GEZE drives for natural smoke and heat extraction units (NRWG)
GEZE supplies drives which have been tested and certified in compliance with EN 12101 Part 2 in NRWGs. GEZE drives are tested and certified as an NRWG with aluminium profiles such as from Schüco, Akotherm, Kawneer Alcoa, Wicona, Heroal, Aluprof, as well as with wood and combined aluminium and wood profiles from M Sora.
GEZE NRWGs used for automatic fire ventilation can of course also be used for daily ventilation. They are therefore dual function units and are not just used in the event of a fire. If NRWGs are also used for day-to-day ventilation, additional components for automation are recommended, such as vent switches, rain-wind controls or temperature and CO2 sensors.
Integration into the building management system
GEZE smoke and heat extraction solutions can also be networked into the KNX and BACnet world of building management systems via interface modules. As a result, energy-efficient, sensor-controlled ventilation and a healthy indoor climate can be readily implemented as can central monitoring of the windows.
RWA is part of technological fire protection. This is becoming increasingly important in building planning. The earlier fire protection is considered during the planning phase, the better the architectural design can be implemented, and expensive retro-fitting or additional costs can be avoided as a result.
Fire protection certificates and concepts are important components in building applications. Complex building projects call for specialist skills to secure these necessary certifications. GEZE supports and provides advice on the development of fire protection concepts.
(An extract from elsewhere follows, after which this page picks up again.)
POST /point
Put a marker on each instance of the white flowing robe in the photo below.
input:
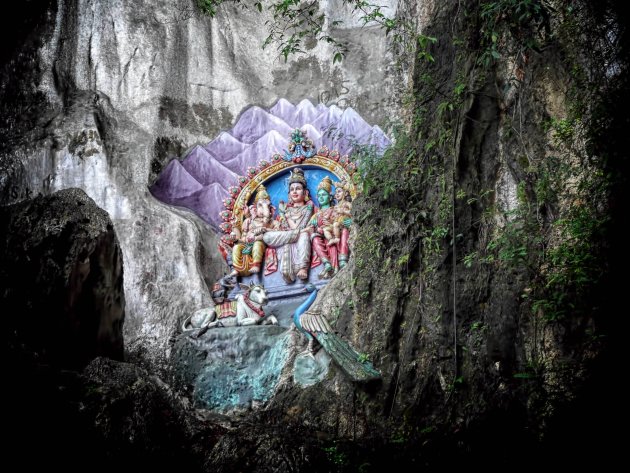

GEZE also provides support with its WinCalc calculation program for RWA control panel configuration:
- Simple: the central configuration in WinCalc takes you through the necessary questions with a step-by-step approach.
- Competent: WinCalc carries out a feasibility check and the automated design of a suitable control panel.
- Quick: Transmission of the results into the shop enables a quick switch between the technical design and commercial preparation of the project.
- Individual: You receive a cable plan in line with your project-specific details.
- Sustainable: The plans are assigned to the order and provide precise documentation - even for later on.
Our project consultants are available via the GEZE architect hotline every day from 7.30 am to 5.00 pm to provide detailed information and advice on our products and their use.
Telephone number: +43 (0) 6225 87180-109
Our sales structure gives us access to experts in both building-related and technical consultancy, and a wide-ranging NRWG system partner programme. Our Europe-wide network of subsidiaries and distribution representatives also ensures delivery of GEZE NRWGs outside of Germany. We can also help you with the certification process and with preparing the corresponding documentation.
Installation videos for the GEZE Slimchain and GEZE Powerchain window drives:
The RWA is a dormant safety device. It is required to function immediately in the event of a fire, even after many years. Ongoing and professional maintenance is crucial in ensuring this functionality. If the RWA is not (properly) maintained, its long-term functionality cannot be guaranteed.
GEZE Service offers regular servicing and qualified maintenance of automated systems by fully trained service technicians. This of course includes RWAs.